[EM] Approval for many candidate, non-partisan, multi-seat elections

James Gilmour jgilmour at globalnet.co.uk
Mon Aug 15 06:43:56 PDT 2005


Rob Lanphier Sent: Monday, August 15, 2005 9:46 AM
> As you saw earlier, some people on Wikipedia are considering 
> a switch to Bloc voting (plurality-at-large) for a multi-seat 
> election, away from Approval.

Whatever the merits or de-merits of multi-seat Approval, I am sure Bloc Voting (multiple-X) will be worse.  You don't
need organised slates of candidates or organised groups of voters ("parties") for Bloc Voting to produce distorted
results.  BV will give all the seats to the largest minority of voters who vote for a similar selection of candidates,
leaving the other large minorities (who may constitute a majority of the voters) with no voice.

> There's a good argument to be made against STV in this 
> context.  This isn't about finding a diversity of opinions 
> (proportionality)...they seem to want a cluster at the median.

Do you really want a cluster at the median - a bunch of clones?  Who are "they" who want this?  Do they speak accurately
for the electorate?  It seems odd to choose the members of the Arbitration Committee by election if the purpose is not
to ensure that the committee is representative of its electorate, or at least, representative of those electors who
exercise their right to vote.
 
> So is Condorcet (specifically Schulze(wv)) the best 
> recommendation to make here, with each winning candidate 
> popped off the top of the stack until the five seats are 
> filled?  Or is there arguments to be made that some 
> proportionality is always a good thing, and therefore a 
> proportional system should be used?

I don't know how multi-seat Condorcet would work out in practice, but maybe (NB maybe) multi-seat IRV might give us some
insight.  How often, in real elections, would the Condorcet winners be different from the IRV winners?  If they would
usually be the same, the comparison might be valid and useful.  Multi-seat IRV does ensure that every elected member has
the support of 51% (round figures) of the votes (then in play, etc, etc).  But that could well leave 49% of those who
voted with none of their preferred candidates elected.  Those elected would form a cohesive group, but they would not be
clustered around the median of the voters' wishes.  Would multi-seat Condorcet have the same majoritarian defect?

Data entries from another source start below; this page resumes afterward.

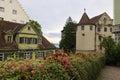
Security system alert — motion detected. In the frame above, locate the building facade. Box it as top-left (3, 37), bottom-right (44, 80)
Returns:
top-left (0, 0), bottom-right (29, 24)
top-left (114, 0), bottom-right (120, 25)
top-left (76, 12), bottom-right (113, 53)
top-left (0, 20), bottom-right (56, 61)
top-left (113, 0), bottom-right (120, 42)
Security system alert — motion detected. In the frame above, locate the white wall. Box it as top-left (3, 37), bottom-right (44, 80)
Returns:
top-left (0, 0), bottom-right (29, 23)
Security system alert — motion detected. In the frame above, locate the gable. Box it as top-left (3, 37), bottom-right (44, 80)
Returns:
top-left (98, 13), bottom-right (113, 25)
top-left (19, 24), bottom-right (38, 34)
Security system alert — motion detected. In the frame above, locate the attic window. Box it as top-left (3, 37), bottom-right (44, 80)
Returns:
top-left (90, 26), bottom-right (93, 30)
top-left (0, 53), bottom-right (4, 61)
top-left (0, 7), bottom-right (5, 12)
top-left (104, 18), bottom-right (107, 24)
top-left (28, 27), bottom-right (30, 30)
top-left (82, 33), bottom-right (85, 36)
top-left (12, 10), bottom-right (17, 14)
top-left (9, 0), bottom-right (12, 3)
top-left (81, 26), bottom-right (84, 30)
top-left (7, 36), bottom-right (12, 42)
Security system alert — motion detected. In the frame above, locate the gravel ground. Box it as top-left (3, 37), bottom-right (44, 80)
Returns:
top-left (97, 66), bottom-right (120, 80)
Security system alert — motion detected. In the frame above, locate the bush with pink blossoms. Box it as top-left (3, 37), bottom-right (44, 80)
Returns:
top-left (0, 53), bottom-right (104, 80)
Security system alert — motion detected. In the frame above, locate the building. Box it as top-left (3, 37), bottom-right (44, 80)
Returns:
top-left (76, 12), bottom-right (113, 52)
top-left (114, 0), bottom-right (120, 25)
top-left (0, 0), bottom-right (29, 24)
top-left (113, 0), bottom-right (120, 42)
top-left (0, 20), bottom-right (56, 61)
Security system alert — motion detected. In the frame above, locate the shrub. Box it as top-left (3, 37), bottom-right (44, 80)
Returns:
top-left (0, 53), bottom-right (104, 80)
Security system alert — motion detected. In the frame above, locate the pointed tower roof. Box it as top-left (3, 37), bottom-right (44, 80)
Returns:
top-left (79, 12), bottom-right (90, 25)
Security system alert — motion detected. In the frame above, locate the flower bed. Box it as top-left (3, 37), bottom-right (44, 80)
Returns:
top-left (0, 53), bottom-right (104, 80)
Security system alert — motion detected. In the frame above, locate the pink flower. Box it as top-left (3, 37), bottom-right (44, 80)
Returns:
top-left (31, 69), bottom-right (36, 74)
top-left (26, 57), bottom-right (30, 61)
top-left (45, 70), bottom-right (48, 73)
top-left (23, 66), bottom-right (28, 70)
top-left (62, 57), bottom-right (70, 65)
top-left (38, 64), bottom-right (43, 68)
top-left (29, 64), bottom-right (33, 68)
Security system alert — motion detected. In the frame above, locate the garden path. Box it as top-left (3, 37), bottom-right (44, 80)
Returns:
top-left (97, 66), bottom-right (120, 80)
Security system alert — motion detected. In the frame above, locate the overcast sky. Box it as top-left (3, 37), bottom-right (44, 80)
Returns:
top-left (18, 0), bottom-right (113, 43)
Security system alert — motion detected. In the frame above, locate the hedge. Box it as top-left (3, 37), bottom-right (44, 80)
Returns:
top-left (0, 53), bottom-right (105, 80)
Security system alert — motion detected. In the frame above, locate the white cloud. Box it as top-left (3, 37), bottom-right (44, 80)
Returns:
top-left (19, 0), bottom-right (113, 43)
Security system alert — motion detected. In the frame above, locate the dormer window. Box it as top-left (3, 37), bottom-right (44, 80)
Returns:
top-left (104, 27), bottom-right (107, 32)
top-left (28, 27), bottom-right (31, 30)
top-left (7, 36), bottom-right (12, 43)
top-left (90, 26), bottom-right (93, 30)
top-left (12, 10), bottom-right (17, 14)
top-left (104, 18), bottom-right (107, 24)
top-left (81, 26), bottom-right (84, 30)
top-left (9, 0), bottom-right (12, 3)
top-left (0, 7), bottom-right (5, 12)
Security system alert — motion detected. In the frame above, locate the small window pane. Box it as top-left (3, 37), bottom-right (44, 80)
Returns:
top-left (81, 26), bottom-right (84, 30)
top-left (98, 28), bottom-right (101, 32)
top-left (0, 7), bottom-right (5, 12)
top-left (90, 26), bottom-right (93, 30)
top-left (104, 28), bottom-right (107, 32)
top-left (12, 10), bottom-right (17, 14)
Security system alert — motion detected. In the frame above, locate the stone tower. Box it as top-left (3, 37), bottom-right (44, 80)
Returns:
top-left (114, 0), bottom-right (120, 25)
top-left (0, 0), bottom-right (29, 23)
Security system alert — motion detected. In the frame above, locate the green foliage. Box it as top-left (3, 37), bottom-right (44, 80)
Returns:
top-left (101, 37), bottom-right (120, 64)
top-left (59, 17), bottom-right (76, 53)
top-left (0, 54), bottom-right (104, 80)
top-left (29, 20), bottom-right (42, 34)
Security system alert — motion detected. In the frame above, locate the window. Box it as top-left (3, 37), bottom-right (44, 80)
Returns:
top-left (0, 53), bottom-right (4, 61)
top-left (24, 52), bottom-right (32, 59)
top-left (38, 51), bottom-right (45, 58)
top-left (7, 36), bottom-right (12, 42)
top-left (28, 27), bottom-right (30, 30)
top-left (98, 28), bottom-right (101, 32)
top-left (82, 34), bottom-right (85, 36)
top-left (20, 20), bottom-right (24, 23)
top-left (100, 45), bottom-right (102, 50)
top-left (19, 37), bottom-right (24, 43)
top-left (81, 26), bottom-right (84, 30)
top-left (104, 18), bottom-right (107, 24)
top-left (19, 37), bottom-right (38, 44)
top-left (0, 7), bottom-right (5, 12)
top-left (90, 26), bottom-right (93, 30)
top-left (104, 27), bottom-right (107, 32)
top-left (12, 10), bottom-right (17, 14)
top-left (110, 28), bottom-right (112, 32)
top-left (9, 0), bottom-right (12, 3)
top-left (98, 36), bottom-right (102, 41)
top-left (12, 19), bottom-right (17, 22)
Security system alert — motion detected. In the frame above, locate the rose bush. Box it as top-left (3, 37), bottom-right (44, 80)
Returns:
top-left (0, 53), bottom-right (105, 80)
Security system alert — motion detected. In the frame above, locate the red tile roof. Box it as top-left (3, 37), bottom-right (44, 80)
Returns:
top-left (78, 12), bottom-right (106, 25)
top-left (79, 12), bottom-right (90, 25)
top-left (0, 20), bottom-right (25, 33)
top-left (0, 20), bottom-right (56, 50)
top-left (39, 36), bottom-right (56, 50)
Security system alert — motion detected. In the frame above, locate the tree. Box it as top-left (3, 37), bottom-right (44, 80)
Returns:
top-left (59, 17), bottom-right (76, 52)
top-left (29, 20), bottom-right (42, 34)
top-left (101, 37), bottom-right (117, 64)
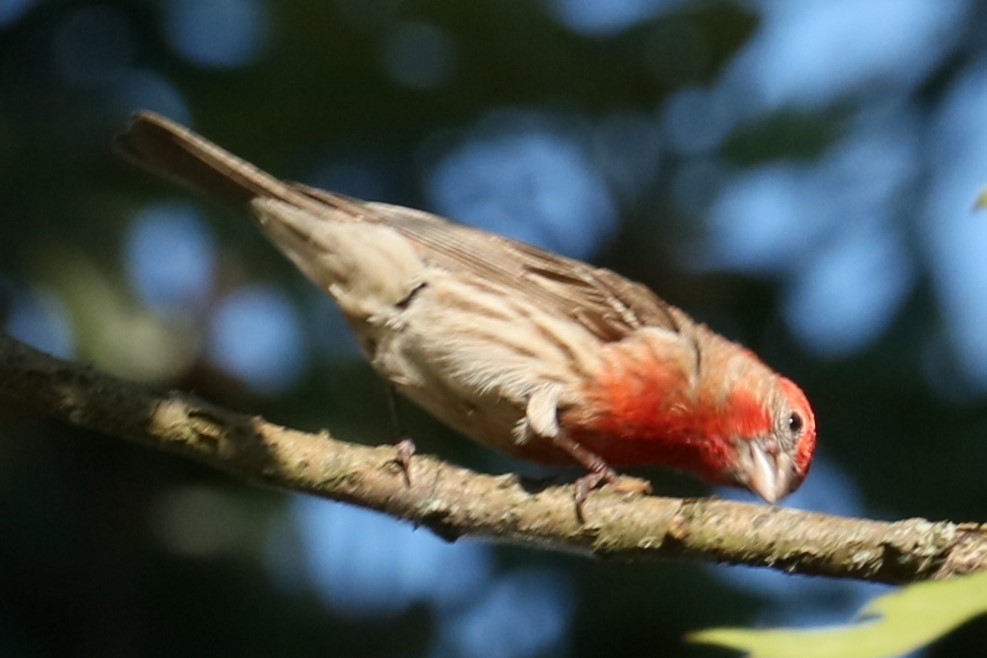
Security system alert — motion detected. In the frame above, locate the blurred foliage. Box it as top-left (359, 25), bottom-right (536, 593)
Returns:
top-left (0, 0), bottom-right (987, 656)
top-left (690, 573), bottom-right (987, 658)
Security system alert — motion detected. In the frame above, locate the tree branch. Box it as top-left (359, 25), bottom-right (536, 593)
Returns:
top-left (0, 334), bottom-right (987, 583)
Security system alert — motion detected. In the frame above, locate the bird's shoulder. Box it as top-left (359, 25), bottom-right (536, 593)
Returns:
top-left (296, 185), bottom-right (683, 341)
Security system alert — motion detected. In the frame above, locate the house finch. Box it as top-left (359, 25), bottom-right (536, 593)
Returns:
top-left (116, 112), bottom-right (816, 504)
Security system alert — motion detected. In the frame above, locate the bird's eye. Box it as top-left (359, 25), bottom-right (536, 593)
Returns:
top-left (788, 411), bottom-right (805, 434)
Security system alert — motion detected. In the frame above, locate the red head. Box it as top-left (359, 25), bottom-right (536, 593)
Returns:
top-left (562, 327), bottom-right (816, 503)
top-left (718, 375), bottom-right (816, 503)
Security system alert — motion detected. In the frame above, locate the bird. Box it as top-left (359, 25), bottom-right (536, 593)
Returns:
top-left (114, 111), bottom-right (816, 510)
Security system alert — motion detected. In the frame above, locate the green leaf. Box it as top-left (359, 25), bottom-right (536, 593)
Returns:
top-left (687, 572), bottom-right (987, 658)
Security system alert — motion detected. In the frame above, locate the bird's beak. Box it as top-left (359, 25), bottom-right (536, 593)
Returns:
top-left (741, 439), bottom-right (798, 504)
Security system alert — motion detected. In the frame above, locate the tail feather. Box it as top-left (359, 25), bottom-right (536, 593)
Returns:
top-left (113, 111), bottom-right (311, 209)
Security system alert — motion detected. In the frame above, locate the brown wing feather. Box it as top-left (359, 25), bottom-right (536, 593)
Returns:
top-left (295, 185), bottom-right (681, 341)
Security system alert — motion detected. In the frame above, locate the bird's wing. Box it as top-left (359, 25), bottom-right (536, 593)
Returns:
top-left (295, 185), bottom-right (681, 341)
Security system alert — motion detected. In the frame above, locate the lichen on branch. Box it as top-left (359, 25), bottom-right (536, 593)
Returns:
top-left (0, 333), bottom-right (987, 583)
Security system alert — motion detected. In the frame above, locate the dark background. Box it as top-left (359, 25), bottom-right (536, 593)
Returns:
top-left (0, 0), bottom-right (987, 657)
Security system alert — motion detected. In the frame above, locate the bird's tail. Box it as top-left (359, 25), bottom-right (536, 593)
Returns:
top-left (113, 111), bottom-right (311, 209)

The objective in this election may not be to secure maximum representation of the full diversity of opinions among the
voters, but STV-PR might well give a much more "centrist" balance than any single-winner method applied to a multi-seat
election.  But if there are significant divergent views among the community on whose behalf this Committee will work,
why should that diversity not be reflected in the Committee's composition?